Hindsight is a wonderful thing. It is also - unsurprisingly for a quality so ineffable - entirely elusive. Everything, it is said, is obvious in hindsight; if only it wasn't so illusory we would surely be flawless in the art of decision-making.
Because we lack some kind of retrospective oracle, U-turns are a fact of political life. They always will be too, whether we like it or not, given our political landscape is so prone to unexpected shifts.
The flip-flop, the backtrack, the reversal, the U-turn; all terms that have entered public discourse to describe an intriguing catch-22: Reneging on policy commitments too often is seen as a surefire sign of a weak political will, yet slavery to principle whatever the weather is the defining characteristic of a political bigot in the eyes of the electorate. Very few modern politicians are willing to embrace the fallout from outright refusal to change their mind à la the now legendary Thatcherite mantra: "The lady's not for turning."
The real question is how best to mitigate the consequence of such reneging as a politician, inevitable as these moments will be. Therein, as the bard would say, lies the rub, since even the most fastidious of politicians will at some point be ensnared in the trap of a promise broken, no matter how careful they are to avoid making the kind of spurious guarantees that have landed so many parliamentarians in hot water.
As I see it, there are four principal sales strategies post flip-flop. The first, and altogether least subtle, is to deny that any commitment was made in the first place. I call this the "we never actually said that" move. This plan is fraught with risk; doubtless some canny journalist (usually a broadsheet hack) will dig up some throw away comment made eons ago that proves you did, in fact, actually say that.
Second, you could make a public apology, admitting that your plan was flawed all along. Supposedly, this strategy speaks to the integrity of the politician in question, something along the lines of: "I made the plan, I and I alone am responsible for its failure". Think Ken Clarke's backtrack on criminal justice reform a few years back as exhibit A for this one; the general public was so outraged at proposals that could have seen jail time cut in half for serious offenders that Ken decided it probably wasn't such a good idea after all.
The U-turn is thus cast as a necessary evil to right the sinking ship that is the policy. The politician can pretend everything was well intentioned, but he has listened to you, the man on the street, and you have convinced him that there is a better solution available.
The third and fourth strategies are closely related, both constructed to shift blame away from the policy itself and from the politician who made it. The politician admits they made a pledge. They admit they made it in all sincerity and the most benevolent motivation possible. But unforeseen circumstances, those pesky spanners in the works of government, have foiled their best-laid plans.
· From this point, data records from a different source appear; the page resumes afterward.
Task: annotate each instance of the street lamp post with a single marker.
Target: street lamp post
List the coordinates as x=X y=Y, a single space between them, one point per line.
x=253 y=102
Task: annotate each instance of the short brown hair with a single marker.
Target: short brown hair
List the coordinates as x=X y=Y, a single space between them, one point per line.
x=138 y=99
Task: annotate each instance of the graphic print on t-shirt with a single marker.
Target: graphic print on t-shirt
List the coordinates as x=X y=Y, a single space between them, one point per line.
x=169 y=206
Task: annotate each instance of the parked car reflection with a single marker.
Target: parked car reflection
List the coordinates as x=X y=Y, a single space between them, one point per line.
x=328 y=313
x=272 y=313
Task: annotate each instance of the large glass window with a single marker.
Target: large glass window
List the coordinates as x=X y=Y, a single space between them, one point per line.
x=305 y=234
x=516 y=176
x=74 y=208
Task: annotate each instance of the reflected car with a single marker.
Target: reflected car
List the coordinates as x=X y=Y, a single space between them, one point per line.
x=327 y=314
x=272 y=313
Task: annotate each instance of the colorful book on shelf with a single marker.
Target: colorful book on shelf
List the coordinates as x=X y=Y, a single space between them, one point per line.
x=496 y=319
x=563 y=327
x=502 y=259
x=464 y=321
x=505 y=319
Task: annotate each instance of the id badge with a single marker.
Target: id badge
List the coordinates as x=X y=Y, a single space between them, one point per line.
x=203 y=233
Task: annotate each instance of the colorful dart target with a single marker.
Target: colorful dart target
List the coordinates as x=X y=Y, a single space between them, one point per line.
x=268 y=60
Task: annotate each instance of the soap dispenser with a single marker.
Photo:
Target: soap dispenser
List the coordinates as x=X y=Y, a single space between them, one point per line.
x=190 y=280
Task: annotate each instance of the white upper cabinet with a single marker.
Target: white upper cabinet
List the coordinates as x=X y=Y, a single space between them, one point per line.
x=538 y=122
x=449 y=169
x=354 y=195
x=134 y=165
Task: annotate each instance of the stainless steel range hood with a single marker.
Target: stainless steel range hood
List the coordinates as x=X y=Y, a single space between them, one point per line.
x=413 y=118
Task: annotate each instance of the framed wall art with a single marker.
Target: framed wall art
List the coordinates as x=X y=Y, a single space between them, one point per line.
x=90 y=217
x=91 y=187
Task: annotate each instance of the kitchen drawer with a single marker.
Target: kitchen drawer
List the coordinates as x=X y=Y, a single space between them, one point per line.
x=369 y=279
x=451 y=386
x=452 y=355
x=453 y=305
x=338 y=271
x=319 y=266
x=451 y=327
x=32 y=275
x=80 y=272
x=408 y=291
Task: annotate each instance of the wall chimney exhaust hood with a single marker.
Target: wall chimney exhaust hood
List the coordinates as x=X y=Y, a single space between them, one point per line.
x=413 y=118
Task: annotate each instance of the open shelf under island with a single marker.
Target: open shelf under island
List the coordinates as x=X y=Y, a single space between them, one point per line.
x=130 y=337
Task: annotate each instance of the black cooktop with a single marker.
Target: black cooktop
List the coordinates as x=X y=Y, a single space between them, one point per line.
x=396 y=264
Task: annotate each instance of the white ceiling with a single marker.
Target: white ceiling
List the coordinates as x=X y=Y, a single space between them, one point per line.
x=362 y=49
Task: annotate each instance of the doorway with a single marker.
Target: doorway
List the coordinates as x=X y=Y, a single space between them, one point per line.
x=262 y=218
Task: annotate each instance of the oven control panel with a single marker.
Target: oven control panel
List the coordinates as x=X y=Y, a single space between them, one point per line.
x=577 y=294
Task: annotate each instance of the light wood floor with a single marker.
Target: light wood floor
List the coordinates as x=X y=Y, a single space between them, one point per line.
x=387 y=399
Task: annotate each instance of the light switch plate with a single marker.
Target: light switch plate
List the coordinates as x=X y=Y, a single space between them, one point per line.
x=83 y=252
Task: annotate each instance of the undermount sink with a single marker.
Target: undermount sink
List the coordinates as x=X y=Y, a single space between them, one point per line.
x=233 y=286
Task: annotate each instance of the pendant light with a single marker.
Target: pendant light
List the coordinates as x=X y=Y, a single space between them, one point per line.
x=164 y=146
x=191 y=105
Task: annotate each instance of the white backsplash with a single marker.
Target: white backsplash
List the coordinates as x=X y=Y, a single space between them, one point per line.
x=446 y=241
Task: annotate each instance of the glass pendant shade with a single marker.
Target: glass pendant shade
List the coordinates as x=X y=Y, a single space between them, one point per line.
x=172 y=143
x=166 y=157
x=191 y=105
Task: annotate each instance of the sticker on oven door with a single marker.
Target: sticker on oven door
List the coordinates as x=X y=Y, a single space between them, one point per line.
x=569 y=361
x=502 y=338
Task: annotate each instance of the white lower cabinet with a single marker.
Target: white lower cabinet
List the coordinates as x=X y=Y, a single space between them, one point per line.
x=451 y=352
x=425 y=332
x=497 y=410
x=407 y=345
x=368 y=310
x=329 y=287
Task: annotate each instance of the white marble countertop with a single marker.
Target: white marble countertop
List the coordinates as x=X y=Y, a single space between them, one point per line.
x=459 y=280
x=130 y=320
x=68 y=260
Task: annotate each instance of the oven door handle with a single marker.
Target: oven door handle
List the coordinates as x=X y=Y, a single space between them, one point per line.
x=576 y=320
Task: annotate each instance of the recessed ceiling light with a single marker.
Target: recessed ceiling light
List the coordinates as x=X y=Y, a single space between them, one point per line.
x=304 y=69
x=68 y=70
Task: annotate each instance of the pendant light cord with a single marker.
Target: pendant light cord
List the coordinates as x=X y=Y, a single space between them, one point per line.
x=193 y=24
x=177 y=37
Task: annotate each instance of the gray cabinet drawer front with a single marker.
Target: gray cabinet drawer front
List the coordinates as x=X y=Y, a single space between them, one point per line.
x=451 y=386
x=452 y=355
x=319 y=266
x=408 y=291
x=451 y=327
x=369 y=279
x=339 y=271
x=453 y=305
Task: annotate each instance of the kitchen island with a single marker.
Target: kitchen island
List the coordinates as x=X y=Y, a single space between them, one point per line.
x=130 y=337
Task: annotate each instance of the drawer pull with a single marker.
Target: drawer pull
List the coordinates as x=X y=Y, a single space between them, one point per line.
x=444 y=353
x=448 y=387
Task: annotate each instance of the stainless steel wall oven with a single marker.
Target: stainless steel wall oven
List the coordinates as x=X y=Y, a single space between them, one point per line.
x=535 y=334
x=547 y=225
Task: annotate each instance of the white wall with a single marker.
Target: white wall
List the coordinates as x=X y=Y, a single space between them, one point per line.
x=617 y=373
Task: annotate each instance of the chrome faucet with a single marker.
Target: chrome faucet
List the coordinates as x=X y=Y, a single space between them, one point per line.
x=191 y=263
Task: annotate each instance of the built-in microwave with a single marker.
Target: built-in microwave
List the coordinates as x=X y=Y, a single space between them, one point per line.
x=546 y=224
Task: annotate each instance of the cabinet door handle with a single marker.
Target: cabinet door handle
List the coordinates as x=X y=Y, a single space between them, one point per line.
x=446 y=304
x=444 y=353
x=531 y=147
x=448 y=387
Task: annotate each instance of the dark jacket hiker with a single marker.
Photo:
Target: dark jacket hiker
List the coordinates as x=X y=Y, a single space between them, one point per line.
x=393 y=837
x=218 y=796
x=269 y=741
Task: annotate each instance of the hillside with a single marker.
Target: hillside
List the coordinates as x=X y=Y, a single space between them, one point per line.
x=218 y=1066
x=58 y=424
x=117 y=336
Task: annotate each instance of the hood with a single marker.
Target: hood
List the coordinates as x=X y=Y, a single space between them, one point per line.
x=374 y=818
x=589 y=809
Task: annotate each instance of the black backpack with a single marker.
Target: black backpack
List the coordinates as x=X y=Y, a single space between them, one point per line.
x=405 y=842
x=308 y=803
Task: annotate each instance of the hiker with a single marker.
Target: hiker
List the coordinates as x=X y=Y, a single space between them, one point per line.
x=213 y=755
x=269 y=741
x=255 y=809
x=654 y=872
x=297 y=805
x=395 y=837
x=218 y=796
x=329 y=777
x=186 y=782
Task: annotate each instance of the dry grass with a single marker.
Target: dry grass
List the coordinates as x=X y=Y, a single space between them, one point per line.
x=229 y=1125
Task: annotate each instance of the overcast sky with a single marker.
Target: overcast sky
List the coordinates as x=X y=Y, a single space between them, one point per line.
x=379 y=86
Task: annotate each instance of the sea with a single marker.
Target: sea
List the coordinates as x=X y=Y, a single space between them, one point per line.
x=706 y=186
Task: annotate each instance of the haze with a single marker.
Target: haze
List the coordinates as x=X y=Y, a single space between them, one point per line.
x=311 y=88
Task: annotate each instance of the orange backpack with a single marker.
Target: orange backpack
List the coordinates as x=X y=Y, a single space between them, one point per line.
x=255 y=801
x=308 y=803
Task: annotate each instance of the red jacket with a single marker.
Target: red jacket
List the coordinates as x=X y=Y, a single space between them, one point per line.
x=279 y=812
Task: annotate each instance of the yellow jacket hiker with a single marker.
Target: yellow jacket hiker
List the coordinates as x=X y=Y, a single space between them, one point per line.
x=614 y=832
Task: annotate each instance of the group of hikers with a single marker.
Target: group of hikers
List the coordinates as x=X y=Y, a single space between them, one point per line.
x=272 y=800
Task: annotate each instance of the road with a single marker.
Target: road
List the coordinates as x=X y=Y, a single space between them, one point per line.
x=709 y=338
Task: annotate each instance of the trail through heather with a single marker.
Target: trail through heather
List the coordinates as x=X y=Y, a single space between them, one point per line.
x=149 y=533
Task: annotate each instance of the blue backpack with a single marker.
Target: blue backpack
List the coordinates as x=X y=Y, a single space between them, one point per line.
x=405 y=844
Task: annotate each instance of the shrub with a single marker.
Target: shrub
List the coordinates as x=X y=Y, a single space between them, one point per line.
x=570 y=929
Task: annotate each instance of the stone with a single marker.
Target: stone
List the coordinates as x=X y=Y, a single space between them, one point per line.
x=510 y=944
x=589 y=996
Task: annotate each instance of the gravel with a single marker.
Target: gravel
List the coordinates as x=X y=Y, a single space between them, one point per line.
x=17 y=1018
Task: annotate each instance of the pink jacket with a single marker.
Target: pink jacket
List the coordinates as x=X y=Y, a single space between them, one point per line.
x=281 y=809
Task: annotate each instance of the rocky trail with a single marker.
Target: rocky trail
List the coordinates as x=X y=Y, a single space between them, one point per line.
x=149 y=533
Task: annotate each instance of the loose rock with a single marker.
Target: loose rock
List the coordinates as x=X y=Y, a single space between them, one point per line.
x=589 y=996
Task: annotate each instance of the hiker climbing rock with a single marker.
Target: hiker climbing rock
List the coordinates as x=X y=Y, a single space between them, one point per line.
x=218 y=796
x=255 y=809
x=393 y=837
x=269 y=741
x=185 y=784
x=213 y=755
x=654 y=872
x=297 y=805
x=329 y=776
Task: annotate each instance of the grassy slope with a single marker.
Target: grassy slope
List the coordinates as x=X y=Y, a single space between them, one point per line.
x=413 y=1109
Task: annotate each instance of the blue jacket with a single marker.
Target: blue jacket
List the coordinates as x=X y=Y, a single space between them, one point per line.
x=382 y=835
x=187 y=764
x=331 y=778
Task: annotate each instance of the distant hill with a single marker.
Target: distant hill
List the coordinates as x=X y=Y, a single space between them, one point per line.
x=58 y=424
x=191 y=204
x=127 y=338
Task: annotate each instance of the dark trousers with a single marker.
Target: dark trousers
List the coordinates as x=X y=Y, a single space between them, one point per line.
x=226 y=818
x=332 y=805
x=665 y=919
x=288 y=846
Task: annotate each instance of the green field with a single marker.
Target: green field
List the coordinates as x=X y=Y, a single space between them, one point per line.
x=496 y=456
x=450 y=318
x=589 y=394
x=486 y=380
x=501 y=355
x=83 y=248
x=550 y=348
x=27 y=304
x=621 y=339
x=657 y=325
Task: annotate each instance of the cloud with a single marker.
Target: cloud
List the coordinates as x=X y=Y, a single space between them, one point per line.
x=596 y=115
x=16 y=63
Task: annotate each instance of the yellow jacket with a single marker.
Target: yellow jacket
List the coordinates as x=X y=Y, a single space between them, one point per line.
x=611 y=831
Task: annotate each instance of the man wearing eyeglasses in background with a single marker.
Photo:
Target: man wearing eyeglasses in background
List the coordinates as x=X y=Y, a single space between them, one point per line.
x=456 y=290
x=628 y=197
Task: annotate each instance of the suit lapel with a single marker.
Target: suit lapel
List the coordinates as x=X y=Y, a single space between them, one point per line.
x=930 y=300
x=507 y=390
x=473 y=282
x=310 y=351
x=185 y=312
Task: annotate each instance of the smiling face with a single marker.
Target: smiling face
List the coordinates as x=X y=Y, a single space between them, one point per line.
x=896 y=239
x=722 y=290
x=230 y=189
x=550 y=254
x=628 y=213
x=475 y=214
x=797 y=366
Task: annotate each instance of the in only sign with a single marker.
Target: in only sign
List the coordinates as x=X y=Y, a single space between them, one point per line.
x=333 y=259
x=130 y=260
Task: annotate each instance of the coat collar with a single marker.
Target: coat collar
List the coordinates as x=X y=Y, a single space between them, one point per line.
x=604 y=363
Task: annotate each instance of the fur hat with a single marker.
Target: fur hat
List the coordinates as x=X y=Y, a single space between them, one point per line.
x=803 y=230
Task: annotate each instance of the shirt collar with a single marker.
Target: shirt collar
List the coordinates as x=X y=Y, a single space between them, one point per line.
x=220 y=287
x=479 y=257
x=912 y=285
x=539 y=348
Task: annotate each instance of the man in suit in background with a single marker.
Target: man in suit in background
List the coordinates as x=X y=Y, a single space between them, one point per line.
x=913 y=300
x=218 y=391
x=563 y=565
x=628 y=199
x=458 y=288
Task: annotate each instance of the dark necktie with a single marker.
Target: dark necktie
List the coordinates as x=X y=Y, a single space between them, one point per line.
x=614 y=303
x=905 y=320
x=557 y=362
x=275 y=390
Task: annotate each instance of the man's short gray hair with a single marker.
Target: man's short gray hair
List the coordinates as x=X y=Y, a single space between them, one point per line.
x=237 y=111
This ranges from the cringe worthy (Clegg's YouTube apology over tuition fees, apparently a pledge taken out of his hands by Conservatives) to the downright mischievous (Osborne's continual bashing of the Eurozone, apparently in a far worse state than anyone could have possibly conceived at any time previously).
Alternatively, the reason the policy has failed and requires scrapping can be put down to the emergence of some newfangled evidence. "Of course I'm allowed to change my mind", the politician cries "have you not seen the latest report?!" (You would've thought that the Resolution Foundation's research showing that six out of 10 people affected by the coalition's welfare cuts are actually in work would provide just such an excuse for a rethink, but alas).
So, what is a politician to do about the predicament of how to sell their backtrack? Caught between a rock and a hard place, there are no easy answers, and each of the above options risks backfiring spectacularly.
The best way to deal with the U-turn problem, I would argue, is to try and tiptoe the line between slavery to principle and slavery to pragmatics, making it clear to voters as you go that you as a politician have an overarching ideology yet reserve the right to tweak your ideas in light of novel situations.
Obama hit the nail on the head in his second inaugural when he said: "We have always understood that when times change, so must we, that fidelity to our founding principles requires new responses to new challenges... We must act knowing that our work will be imperfect." With these words he gave the electorate an advanced warning: I may not be able to deliver on everything I promise, but you can expect me to make the best of a bad situation, and that will involve the occasional U-turn.
At the very least, one should attempt leave as much political 'wiggle room' as possible, as both Cameron and Miliband have done on the thorny issue of Europe. They did so because the only surefire way to deal with a flip-flop on a policy commitment, in the end, is to avoid making one in the first place. Vacuous language has run roughshod over the debate, leaving as much ambiguity as possible to achieve whatever political ends will suit each party in retrospect.
For the same reason people don't write cheques they know full well could bounce for fear of a negative credit rating, politicians have developed an allergy to writing concrete policies for fear of a negative approval rating years down the line. You can't break a promise that doesn't exist. Problem solved.